Tag Archives: medicine wheel

Ocatillo

by Thomas Davis

You feel them still, the desert ships:
Ocatillo, candle flame, white canvas rigged
Like sails triangular and luminous
Above the rose of wooden cabin blocks
That sail the mesa, bright ephemerals
Light driven, taut against the desert winds.

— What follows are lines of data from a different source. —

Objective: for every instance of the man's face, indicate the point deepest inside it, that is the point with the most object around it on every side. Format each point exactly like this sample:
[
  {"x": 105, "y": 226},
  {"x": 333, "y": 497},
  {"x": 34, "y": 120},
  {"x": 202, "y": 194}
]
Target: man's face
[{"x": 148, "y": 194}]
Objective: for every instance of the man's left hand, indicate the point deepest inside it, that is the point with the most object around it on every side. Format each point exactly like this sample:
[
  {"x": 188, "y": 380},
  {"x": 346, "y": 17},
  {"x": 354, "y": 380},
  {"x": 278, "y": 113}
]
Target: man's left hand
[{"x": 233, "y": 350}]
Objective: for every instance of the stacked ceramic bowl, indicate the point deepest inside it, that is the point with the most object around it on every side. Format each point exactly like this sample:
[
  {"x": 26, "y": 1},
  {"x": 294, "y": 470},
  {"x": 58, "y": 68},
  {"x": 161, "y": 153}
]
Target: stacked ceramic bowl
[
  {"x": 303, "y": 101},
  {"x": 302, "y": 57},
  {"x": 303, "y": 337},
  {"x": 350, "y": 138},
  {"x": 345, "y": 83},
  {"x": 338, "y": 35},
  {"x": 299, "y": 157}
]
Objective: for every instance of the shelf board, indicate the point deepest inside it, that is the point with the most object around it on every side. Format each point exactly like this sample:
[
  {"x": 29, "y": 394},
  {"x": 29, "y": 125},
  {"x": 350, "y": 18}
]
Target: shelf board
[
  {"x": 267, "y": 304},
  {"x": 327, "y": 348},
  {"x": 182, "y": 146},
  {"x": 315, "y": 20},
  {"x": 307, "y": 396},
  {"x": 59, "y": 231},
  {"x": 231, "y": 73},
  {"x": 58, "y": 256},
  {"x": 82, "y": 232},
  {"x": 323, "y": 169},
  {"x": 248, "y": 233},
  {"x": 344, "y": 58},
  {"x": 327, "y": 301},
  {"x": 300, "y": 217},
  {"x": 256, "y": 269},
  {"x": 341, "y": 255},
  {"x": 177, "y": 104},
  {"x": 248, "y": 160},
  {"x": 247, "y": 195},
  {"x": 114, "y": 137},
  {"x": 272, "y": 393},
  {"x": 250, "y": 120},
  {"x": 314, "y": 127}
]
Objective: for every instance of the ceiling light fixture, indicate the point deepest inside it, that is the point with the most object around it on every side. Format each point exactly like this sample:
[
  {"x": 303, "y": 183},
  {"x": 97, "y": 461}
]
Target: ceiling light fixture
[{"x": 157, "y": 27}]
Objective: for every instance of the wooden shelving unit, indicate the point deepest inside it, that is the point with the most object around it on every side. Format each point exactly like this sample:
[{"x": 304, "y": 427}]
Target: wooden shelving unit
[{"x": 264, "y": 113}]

You walk in desert silences:
Sand, rock, a shimmering of heat,
The tall saguaros dark as masts against the sails,
The light blue of an early evening sky,
And feel the ships as desert devils dance
And time warps up an ancient ocean floor
Into these mountains dark with earth
And blue and lighter blue with distances.

And then the human metamorphosis:
The dry rose blocks of wood become the wall of stone.
The canvas light becomes the light of glass,
Of roofs that slant toward the magma heart of earth.

I sit alone beside the stones
That make the medicine wheel turn.
The ironwood, palo verde, barrel cactus, cholla, dark mesquite
Surround me, wrap me in the light of sails,
White canvas luminous with flame.

I bunch my muscles hard against the mountain’s slope.

A mountain lion’s paws leave marks upon the earth.

Note: This was written a number of years ago when I was peripherally involved with the Frank Lloyd Wright Fellowship. This poem is about Frank Lloyd Wright’s creation of Taliesin West in Arizona.